I do like to hear other people in the chamber saying, 'When my adult children were in primary school,' and I congratulate them on being at that stage of their lives. But, as a new mum with a daughter about to start child care in a fortnight's time, I find the system confusing. People in my electorate find it confusing. A lot of chats in the mums' groups on Facebook are about how confusing it is to apply for child care. Where do we sit in the system? There is confusion around free child care. What this government did was an absolute debacle, and they've made it worse.
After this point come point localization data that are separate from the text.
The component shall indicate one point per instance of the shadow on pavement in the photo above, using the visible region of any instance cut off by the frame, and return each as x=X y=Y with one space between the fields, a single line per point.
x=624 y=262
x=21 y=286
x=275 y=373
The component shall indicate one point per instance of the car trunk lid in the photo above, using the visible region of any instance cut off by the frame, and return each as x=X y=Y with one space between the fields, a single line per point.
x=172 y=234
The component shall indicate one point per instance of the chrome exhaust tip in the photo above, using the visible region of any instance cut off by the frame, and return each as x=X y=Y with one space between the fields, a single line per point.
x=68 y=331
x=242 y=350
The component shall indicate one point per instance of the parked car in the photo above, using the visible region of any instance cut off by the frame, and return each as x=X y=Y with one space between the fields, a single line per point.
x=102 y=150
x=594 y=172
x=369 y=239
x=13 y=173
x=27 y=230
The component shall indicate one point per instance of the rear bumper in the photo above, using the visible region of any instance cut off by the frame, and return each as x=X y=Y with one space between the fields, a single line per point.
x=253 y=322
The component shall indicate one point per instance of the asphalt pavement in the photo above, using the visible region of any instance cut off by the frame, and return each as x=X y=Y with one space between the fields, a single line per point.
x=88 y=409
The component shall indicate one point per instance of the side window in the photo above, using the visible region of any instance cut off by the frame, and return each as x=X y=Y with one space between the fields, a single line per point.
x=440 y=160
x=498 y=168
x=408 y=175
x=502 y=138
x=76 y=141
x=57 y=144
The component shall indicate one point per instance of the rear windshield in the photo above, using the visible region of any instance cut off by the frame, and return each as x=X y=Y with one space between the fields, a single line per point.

If we want to talk about the facts and the costs around child care, let's do that. This government, now in its third term, has overseen a 34 per cent increase in fees. Childcare costs have gone up, costing more than $380,000 a year. If you want to talk about it in daily cost figures, in my electorate of Bendigo, your childcare fees per day could range from $94 to $130 a day. Basically, what families and mums say to me in my electorate is that, once you have two in care, it's unaffordable. Once you're trying to pay for two children in early childhood education, it's just not worth it.
As other speakers on this side have highlighted, this system is rigged against mums and dads who want to work full time. Once you have two parents on dual incomes working full time, the fees become so unaffordable that one parent ends up staying home or dropping back to part-time work. I've had pharmacists speak to me about this. I've had public servants speak to me about this. I've had mental health nurses speak to me about this. One mental health nurse said that, once her youngest finished early childhood education, she actually received more money and was better off financially with both her children enrolled in school.
That brings me to a point that the minister made. He had a crack at Labor's policy at the last election and about how Labor were trying to find a solution to help fund wages in the sector. First of all, is the minister trying to justify our early childhood educators being on minimum pay? Is that what he wants—women working in this sector with degrees and diplomas locked into minimum pay? Second, does he not acknowledge that this government—all federal governments—actually helps subsidise wages in a number of industries? Why is it that we put billions in to private school education but we can't put billions in to fund the wages of our early childhood educators? This government, when it comes to early child care and early childhood education, is out of touch. Its budget leaves women behind and continues to leave this sector behind. It needs to do better.